Ciencia España , Salamanca, Viernes, 13 de noviembre de 2009 a las 20:23

Buscan remedios específicos para un patógeno del tomate

Reyes Roncero, vicerrectora de la Universidad de Córdoba, ha explicado hoy en Salamanca la investigación que realiza su grupo, que colabora con científicos salmantinos

JPA/DICYT Reyes Roncero, vicerrectora de Internacionalización y Cooperación de la Universidad de Córdoba, perteneciente al Departamento de Genética de esta institución, ha explicado hoy en Salamanca el trabajo que lleva a cabo su grupo de investigación con el hongo Fusarium oxysporum. A pesar de que se trata de un patógeno muy conocido que afecta a un centenar de especies vegetales, ha evolucionado de forma específica para adaptarse a cada una de ellas, de manera que es necesario estudiar cada caso para hallar la mejor forma de combatirlo. Reyes Roncero se ha centrado en el tomate, ya que el hongo causa la enfermedad conocida como fusariosis vascular, causante de grandes pérdidas en este cultivo.

 

"Investigamos elementos del hongo que causan la enfermedad para buscar algún tipo de solución en el futuro", ha señalado la experta en declaraciones a DiCYT. "Ahora mismo, los tratamientos químicos que se realizan al campo son genéricos y abundantes porque no se sabe cómo actúa cada patógeno", afirma.

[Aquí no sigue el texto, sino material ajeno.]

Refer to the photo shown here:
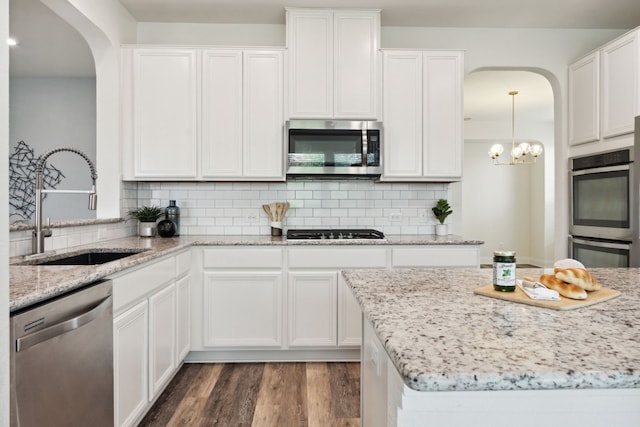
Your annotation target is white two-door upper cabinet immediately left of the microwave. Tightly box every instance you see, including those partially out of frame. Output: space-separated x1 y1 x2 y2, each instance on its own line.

Sin embargo, "sólo podemos conseguir un compuesto antimicrobiano con acción específica si logramos averiguar en qué consiste la acción de microbio sobre el organismo hospedador", algo que vale tanto para plantas como para animales o personas.

 

Fusarium oxysporum afecta a cultivos diversos, como melones, sandías o garbanzos, pero con formas distintas en cada caso. El Departamento de Genética de la Universidad de Córdoba lleva años investigando el mecanismo de patogénesis de este hongo que afecta a plantas de tomate provocando fusariosis vascular y, a su vez, grandes pérdidas a los agricultores. Cuando el hongo ataca, la apariencia de la plantación es marchita, la planta se pone lacia hasta tumbarse, los campos de tomate infectados presentan muy mal aspecto. "Se trata de un hongo de suelo, de manera que las esporas del hongo sobreviven en la tierra durante decenas de años y el patógeno entra a través de la raíz de la planta, ascendiendo por el tallo hacia las hojas", apunta.

 

Mecanismo de patogénesis

 

A pesar de la variedad de formas que puede presentar el hongo en su adaptación a cada planta, "es probable que el mecanismo de patogénesis sea universal para este hongo y para otros, de manera que cada grupo de investigación se puede aprovechar del trabajo de otros científicos para avanzar", comenta Roncero. En este sentido, la científica ha señalado que su grupo mantiene colaboraciones con científicos salmantinos que trabajan en líneas parecidas, pertenecientes al Centro Hispanoluso de Investigaciones Agrarias (Ciale) y al Instituto de Microbiología Bioquímica, donde ha ofrecido hoy un seminario para explicar sus investigaciones.

 

Uno de los aspectos más importantes es que, a medida que el hongo se expande, van surgiendo tomates resistentes y, a su vez, los hongos también evolucionan. "En el momento en el que se consigue un cultivo resistente, el patógeno supera esa resistencia, así que hay que buscar nuevos genes continuamente que vuelvan a hacer resistente a la planta", explica. Sin embargo, "si se consiguiera saber en qué consiste el mecanismo de patogénesis se erradicaría cualquier hongo, no sólo una especie determinada".